Does anyone just sell a kit with bushings turned to specific sizes, rather than sell a thousand different bushing sets, that fit this pen kit or that pen kit, or these pen kits. It would make life turning pens so MUCH simpler if you could just measure components, open a bushing box and pull out what you need. It would make ordering bushings so much easier if you could just pull up whatever size you wanted/needed, rather than have to sort through page after page of bushing kits, that fit 2 - 3 different pen kits, but don't show up in search for the one you've got.

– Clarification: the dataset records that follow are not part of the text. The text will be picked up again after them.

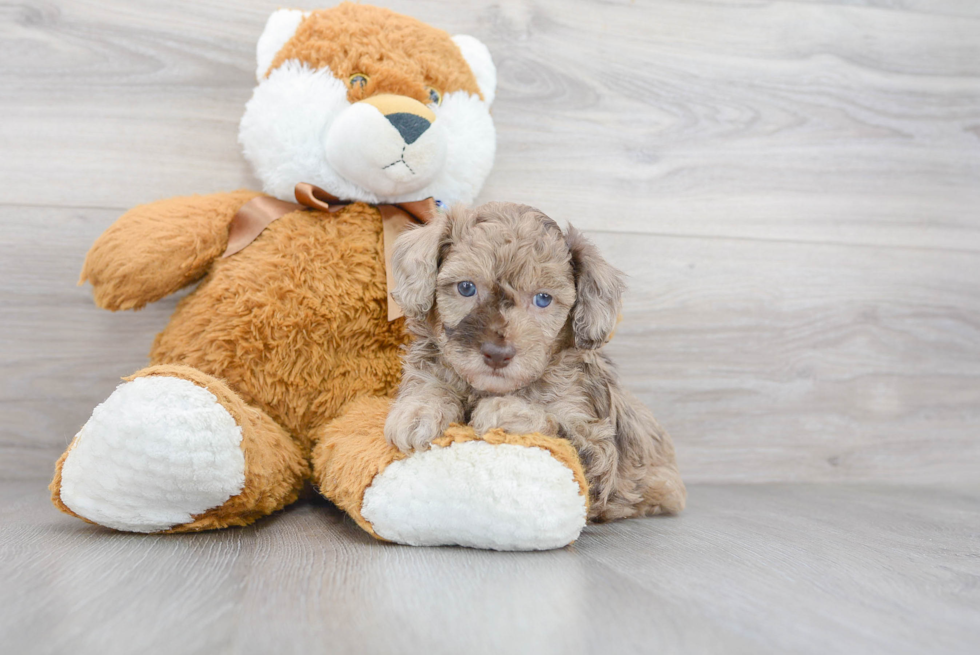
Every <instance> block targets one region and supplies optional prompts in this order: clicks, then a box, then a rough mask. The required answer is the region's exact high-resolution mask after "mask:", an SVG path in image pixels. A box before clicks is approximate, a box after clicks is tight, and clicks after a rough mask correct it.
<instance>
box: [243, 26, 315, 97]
mask: <svg viewBox="0 0 980 655" xmlns="http://www.w3.org/2000/svg"><path fill="white" fill-rule="evenodd" d="M307 16H309V12H304V11H302V10H301V9H279V10H277V11H275V12H273V14H272V15H271V16H269V20H267V21H266V23H265V29H264V30H262V36H260V37H259V42H258V45H256V46H255V62H256V67H255V79H257V80H258V81H260V82H261V81H262V78H263V77H265V74H266V73H268V72H269V66H271V65H272V60H273V59H275V58H276V55H277V54H279V51H280V50H282V47H283V46H284V45H286V41H288V40H289V39H291V38H293V34H295V33H296V28H298V27H299V24H300V23H302V22H303V19H304V18H306V17H307Z"/></svg>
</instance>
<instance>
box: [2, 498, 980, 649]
mask: <svg viewBox="0 0 980 655" xmlns="http://www.w3.org/2000/svg"><path fill="white" fill-rule="evenodd" d="M42 491H43V484H42V483H40V482H36V481H35V482H7V483H0V580H2V581H3V584H0V634H2V635H3V636H4V652H12V653H31V654H38V655H41V654H49V653H50V654H55V653H64V652H72V653H78V654H79V655H87V654H88V653H100V654H103V655H113V654H115V653H136V652H138V653H145V654H146V655H152V654H155V653H174V652H179V653H187V654H191V653H241V654H249V653H255V654H256V655H259V654H264V653H311V652H330V653H338V654H342V653H396V652H407V653H434V654H439V653H473V654H474V655H476V654H480V653H534V654H535V655H546V654H549V653H556V654H557V653H562V654H565V653H662V654H664V655H668V654H670V653H721V652H724V653H747V654H748V653H751V654H753V655H754V654H757V653H814V654H818V655H824V654H825V653H828V652H833V653H889V654H890V655H901V654H905V653H928V654H934V653H975V652H976V644H977V643H980V610H978V609H977V608H978V607H980V588H978V587H977V585H976V584H975V580H976V579H977V577H978V576H980V559H978V558H977V553H978V552H980V538H978V535H977V532H976V530H975V528H974V527H973V526H976V525H977V524H978V521H980V490H978V489H977V488H974V489H973V490H972V491H970V492H957V493H954V492H947V491H937V490H910V489H902V488H897V487H888V486H871V487H868V486H854V485H851V486H846V485H843V486H830V485H821V486H814V485H739V486H710V485H708V486H704V485H701V486H698V485H695V486H693V487H692V488H691V503H690V508H689V510H688V512H686V513H685V514H684V515H682V516H680V517H676V518H651V519H640V520H631V521H622V522H619V523H614V524H606V525H601V526H590V527H589V528H587V529H586V532H585V533H584V534H583V535H582V537H581V538H580V539H579V540H578V541H577V542H576V543H575V545H574V546H571V547H568V548H566V549H563V550H559V551H552V552H545V553H493V552H487V551H473V550H467V549H462V548H411V547H404V546H395V545H390V544H382V543H380V542H376V541H374V540H372V539H371V538H370V537H368V536H367V535H366V534H365V533H364V532H362V531H361V530H360V529H359V528H358V527H357V526H356V525H354V524H353V523H352V522H351V521H350V520H349V519H344V517H343V515H341V514H340V513H339V512H338V511H337V510H336V509H334V508H333V507H331V506H327V505H313V504H306V503H301V504H300V505H299V506H297V507H294V508H292V509H291V510H289V511H287V512H284V513H281V514H278V515H275V516H273V517H270V518H268V519H265V520H263V521H261V522H260V523H258V524H256V525H254V526H251V527H249V528H245V529H229V530H224V531H221V532H212V533H202V534H192V535H165V536H145V535H132V534H122V533H117V532H112V531H109V530H105V529H103V528H99V527H95V526H90V525H86V524H83V523H81V522H79V521H77V520H74V519H71V518H70V517H67V516H64V515H61V514H58V513H57V512H56V511H55V510H54V509H53V508H52V507H50V505H48V504H47V502H46V500H45V498H44V494H43V493H42Z"/></svg>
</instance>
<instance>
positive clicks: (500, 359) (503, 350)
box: [480, 341, 517, 369]
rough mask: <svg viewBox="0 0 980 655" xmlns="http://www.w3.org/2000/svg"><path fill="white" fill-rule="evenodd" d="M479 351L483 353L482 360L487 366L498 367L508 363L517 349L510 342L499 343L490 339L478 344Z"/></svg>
mask: <svg viewBox="0 0 980 655" xmlns="http://www.w3.org/2000/svg"><path fill="white" fill-rule="evenodd" d="M480 352H481V353H482V354H483V361H484V362H485V363H486V365H487V366H489V367H490V368H493V369H498V368H504V367H505V366H507V365H508V364H510V360H511V359H513V357H514V355H515V354H517V349H516V348H514V346H512V345H510V344H505V345H501V344H497V343H493V342H492V341H485V342H484V343H483V345H482V346H480Z"/></svg>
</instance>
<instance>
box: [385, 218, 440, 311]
mask: <svg viewBox="0 0 980 655" xmlns="http://www.w3.org/2000/svg"><path fill="white" fill-rule="evenodd" d="M449 225H450V219H449V217H448V216H447V215H446V214H445V213H443V212H439V213H438V214H436V216H435V217H434V218H433V219H432V220H430V221H429V222H428V223H426V224H425V225H421V226H419V227H417V228H414V229H412V230H409V231H407V232H405V233H404V234H402V235H401V236H400V237H398V240H397V241H395V248H394V250H393V251H392V253H391V268H392V275H393V277H394V278H395V290H394V291H393V292H392V294H391V295H392V296H394V298H395V302H397V303H398V304H399V305H400V306H401V308H402V311H404V312H405V315H406V316H409V317H412V318H417V319H422V318H425V315H426V314H428V313H429V310H430V309H432V303H433V302H435V297H436V275H437V274H438V272H439V264H440V260H441V259H442V257H441V254H442V252H441V251H442V248H443V246H445V245H448V244H449Z"/></svg>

Of course they wouldn't sell nearly as many bushings that way, and we wouldn't have 2 - 3 sets of the same popular size bushings either.

Reactions: Agree 2


----------



## rdabpenman (Sep 15, 2016)

I have been TBC without bushings for several years and use calipers.

Les

Reactions: Agree 1


----------



## ripjack13 (Sep 15, 2016)

rdabpenman said:


> I have been TBC without bushings for several years and use calipers.
> 
> Les



Les, do you use a set up resembling this?


----------



## Jim Beam (Sep 15, 2016)

I did it again. I thought the title read "old worn bush" and I thought maybe you had hooked up with my ex wife.

Reactions: Funny 2


----------



## rdabpenman (Sep 16, 2016)

ripjack13 said:


> Les, do you use a set up resembling this?



I use a similar setup.

Les
http://i539.Rule #2/albums/ff357/LesinRedDeer/Pen%20Finishing/TBC%20Custom.jpg

Reactions: Thank You! 1


----------



## ripjack13 (Sep 21, 2016)

Thanks Les.
@rdabpenman


----------